(Photo credit: Greg Demarque/Executive Magazine)
The US-backed chief of Lebanon’s Central Bank, Riad Salameh – who has been at the head of the institution since 1993 – said on 19 February during an interview with Egyptian television that he would not seek a renewal of his term.
“No one has asked me to continue [as central bank chief], but even if they do, I think this is enough,” Salameh said.
Throughout the interview, Salameh attributed Lebanon’s crippling economic crisis to ‘political instability’ and ‘inadequate foreign currency reserves.’
Earlier in February, the central bank officially devalued the country’s currency to 15,000 Lebanese pounds to the dollar, despite the fact that the lira has been on a downhill slope since the financial crash in 2019 and by now has lost nearly 100 percent of its value.
According to a 19 February report by Lebanese media outlet Al-Nahar, which cites another report by Ad-Diyar newspaper on Sunday, the central bank chief will hold a meeting on 20 February in order to address the rapid deterioration of the currency.
The newspaper said that “Riad Salameh … will chair a meeting for the bank’s central council tomorrow to discuss means to halt the monetary deterioration, [and] stressed in the latest financial meeting chaired by [Prime Minister Najib Mikati] that any plan or measures in this regard would require ending the banks’ [open ended] strike,” which began on 7 February.
Although Salameh has claimed that he is not seeking to remain head of the central bank, Lebanon’s Finance Minister Youssef Khalil said on 17 February that Salameh might stay in power and that no consensus has been reached on the matter.
“There may be a plan to extend the terms of all first-level public servants, not just Salameh, but there is not yet consensus on that.”
“There is no consensus yet, and in Lebanon, and especially in this political environment, making a big change like this is difficult. It’s very difficult,” the minister said in reference to Salameh’s term potentially ending, without elaborating further.
This echoes what many officials have said in the past and signifies a potential fear among Lebanon’s political elite that Salameh may ‘bring everybody down with him’ in the event that he is forcibly dismissed.
At the start of last year, Mikati threatened to resign if Salameh was dismissed. At the time, the prime minister had said that Salameh was “a guarantor that there will not be a major collapse in the price of the national currency.” Many, including Lebanon’s resistance Hezbollah, have accused the central bank of facilitating aggressive fluctuations of the currency’s exchange rate on behalf of Washington in order to ramp up pressure on the country.
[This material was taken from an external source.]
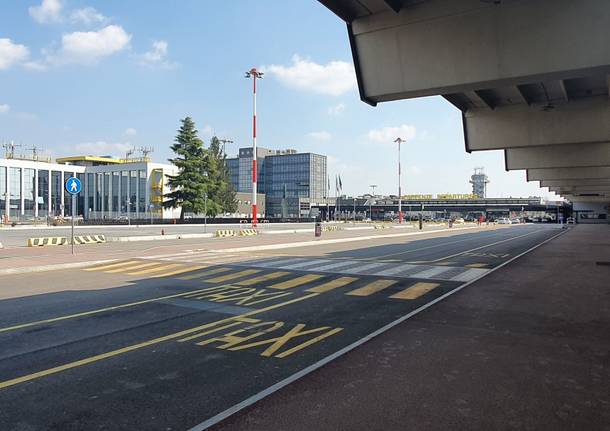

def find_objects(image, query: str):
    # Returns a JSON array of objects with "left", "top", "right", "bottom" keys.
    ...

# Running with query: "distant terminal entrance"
[{"left": 315, "top": 195, "right": 571, "bottom": 221}]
On 16 February, it was reported by Saudi media that the US was considering imposing sanctions on Salameh for alleged ‘links to Hezbollah.’
Two days later, this was denied by a US State Department spokesperson.
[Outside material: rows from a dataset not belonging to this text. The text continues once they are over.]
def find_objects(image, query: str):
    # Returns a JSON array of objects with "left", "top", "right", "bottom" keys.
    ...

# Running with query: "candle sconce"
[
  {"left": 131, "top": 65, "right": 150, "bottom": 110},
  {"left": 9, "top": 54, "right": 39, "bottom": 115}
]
“We have seen these rumors, and while we generally are not discussing any possible sanctions, I can confirm that these rumors are not based on facts,” the spokesperson said on 18 February.
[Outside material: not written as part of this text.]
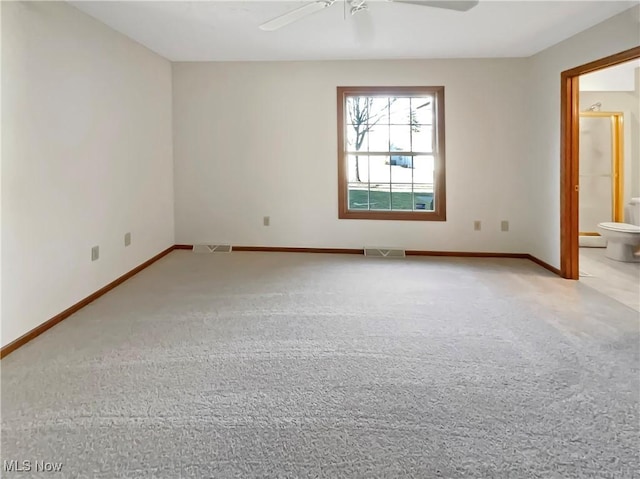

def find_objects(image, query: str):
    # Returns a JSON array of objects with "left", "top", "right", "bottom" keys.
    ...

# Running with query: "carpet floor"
[{"left": 1, "top": 251, "right": 640, "bottom": 479}]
Salameh has been the focus of a broad European judicial probe, which began in 2020, regarding his embezzlement of millions in public funds. In January, a team of European investigators arrived in the country to continue the investigation.
The team has since left, but will return to Lebanon in early March to continue the probe, judicial sources revealed. Salameh’s claim that he is not seeking a new term may be motivated by fear over the outcome of the European investigation.